Arropado por el Evangelio de Jesús, se enfrenta con toda vehemencia a todo aquello que no es Dios ni su gloria en el seno de las comunidades. En sus desencuentros y enfrentamientos, -que no fueron pocos- al igual que David en su combate con Goliat, prescinde de toda arma comúnmente usada en combate (1S 17,38-39). Siguiendo el paralelismo con David, las armas que podría usar Pablo serían la mentira, servirse de influencias, apoyarse en grupos de presión, manipulaciones…, nada de eso le sirve; tiene suficiente, y volvemos a remitirnos a David, con su Piedra angular –Jesucristo- a quien lleva envuelto en la honda del Evangelio.

Así, abrazado al Evangelio, al que amó con todo su corazón, con toda su alma y con todas sus fuerzas, se lanzó al mundo sabiendo que podía ofrecerle el don inherente a su misión: la Palabra de la Vida (Flp 2,16). Lo hace sin pretensiones, sin prepotencia; sabe, tiene asumido -no desde la ascesis sino desde la Sabiduría del Evangelio que anuncia- que Dios ha asignado a los apóstoles el último lugar: “Porque pienso que a nosotros, los apóstoles, Dios nos ha asignado el último lugar…” (1Co 4,9).

No se avergüenza de este puesto ínfimo al que ha sido confinado por su condición de apóstol; está incluso contento ya que es el que ocupó su Señor. Sabe que la gloria de Dios que reposaba en el Lugar Santo –Templo de Jerusalén- se trasladó hacia el Calvario donde yacía el Crucificado, quien se llenó de la gloria de la resurrección.
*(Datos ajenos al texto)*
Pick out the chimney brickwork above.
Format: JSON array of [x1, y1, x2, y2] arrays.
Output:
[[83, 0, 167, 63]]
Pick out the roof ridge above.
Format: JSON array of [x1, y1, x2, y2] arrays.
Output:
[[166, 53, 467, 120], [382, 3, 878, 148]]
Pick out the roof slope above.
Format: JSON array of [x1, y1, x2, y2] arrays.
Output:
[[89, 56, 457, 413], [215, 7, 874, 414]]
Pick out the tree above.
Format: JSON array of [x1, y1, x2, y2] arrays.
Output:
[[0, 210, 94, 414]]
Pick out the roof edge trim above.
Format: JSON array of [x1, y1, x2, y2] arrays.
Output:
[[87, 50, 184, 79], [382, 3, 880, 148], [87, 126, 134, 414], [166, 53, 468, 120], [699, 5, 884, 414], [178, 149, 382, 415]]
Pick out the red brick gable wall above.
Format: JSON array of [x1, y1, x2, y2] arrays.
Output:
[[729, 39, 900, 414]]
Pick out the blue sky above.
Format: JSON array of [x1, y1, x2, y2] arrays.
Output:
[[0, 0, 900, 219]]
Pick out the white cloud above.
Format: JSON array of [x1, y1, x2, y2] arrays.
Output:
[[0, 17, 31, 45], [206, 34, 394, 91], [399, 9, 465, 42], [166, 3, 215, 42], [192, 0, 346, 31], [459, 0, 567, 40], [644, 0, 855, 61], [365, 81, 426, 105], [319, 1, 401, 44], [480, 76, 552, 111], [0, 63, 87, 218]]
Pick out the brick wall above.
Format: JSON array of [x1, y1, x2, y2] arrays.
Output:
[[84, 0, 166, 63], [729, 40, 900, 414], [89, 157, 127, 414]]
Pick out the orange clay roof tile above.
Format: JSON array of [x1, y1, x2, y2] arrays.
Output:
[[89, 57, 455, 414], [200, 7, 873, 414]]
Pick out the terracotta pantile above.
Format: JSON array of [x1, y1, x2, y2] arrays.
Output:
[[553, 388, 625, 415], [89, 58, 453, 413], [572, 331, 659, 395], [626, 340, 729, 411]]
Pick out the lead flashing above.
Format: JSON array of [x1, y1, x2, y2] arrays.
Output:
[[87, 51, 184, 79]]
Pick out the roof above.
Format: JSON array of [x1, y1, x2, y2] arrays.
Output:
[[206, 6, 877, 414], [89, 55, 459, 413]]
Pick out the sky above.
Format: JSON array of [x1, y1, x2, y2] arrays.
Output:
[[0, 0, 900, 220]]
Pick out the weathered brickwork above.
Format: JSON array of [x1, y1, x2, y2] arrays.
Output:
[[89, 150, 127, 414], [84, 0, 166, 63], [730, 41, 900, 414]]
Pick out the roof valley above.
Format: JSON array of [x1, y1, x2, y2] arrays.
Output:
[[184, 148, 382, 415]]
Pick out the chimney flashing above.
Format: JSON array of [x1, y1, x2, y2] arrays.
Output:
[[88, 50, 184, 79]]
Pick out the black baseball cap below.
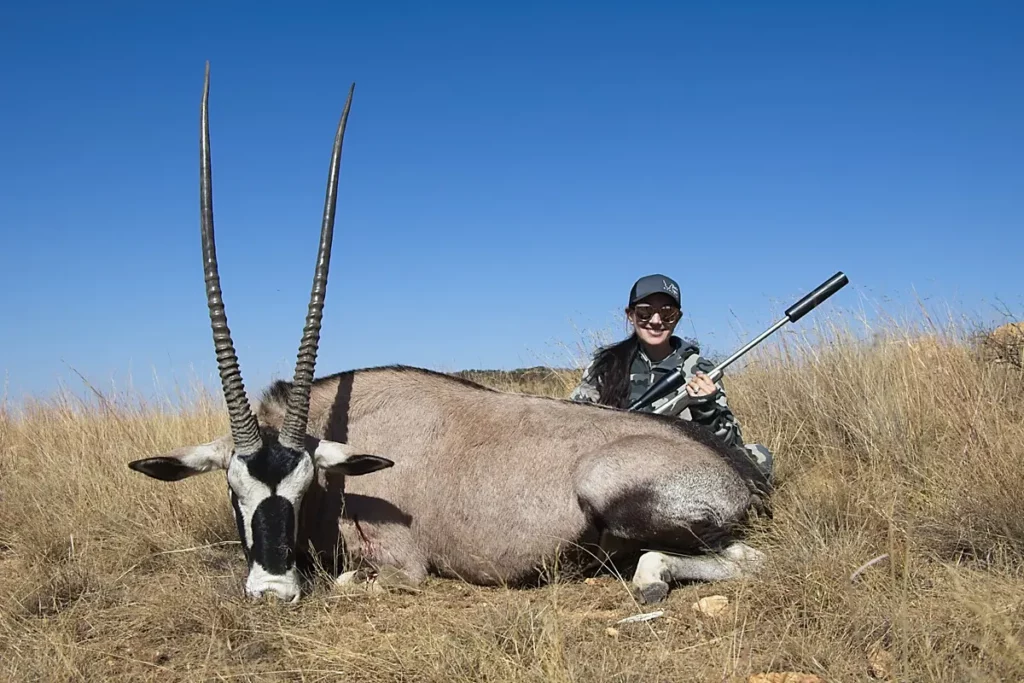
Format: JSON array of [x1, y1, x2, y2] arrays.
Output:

Es su lugar, no espera su glorificación ni su resurrección como algo del futuro. Ya lo está viviendo. Así lo testifica, como podemos comprobar, en su exhortación a los cristianos de Colosas: “Así pues, si habéis resucitado con Cristo, buscad las cosas de arriba…” (Col 3,1). Por su comunión con Jesucristo se sabe ya crucificado por Él y en Él. En definitiva, se reconoce portador de la gloria de Dios aunque sea en primicias (2Co 3,18).

No, no está atentando Pablo contra su vida cuando proclama solemnemente a su rebaño de Éfeso que la desestima a causa de la misión recibida. Simplemente está confesando que tiene sus ojos puestos en “el Evangelio de la gloria de Dios que se le ha confiado” (1Tm 1,11). No, no está desestimando su vida…, todo lo contrario… ¡Nunca jamás un hombre se amó tanto a sí mismo!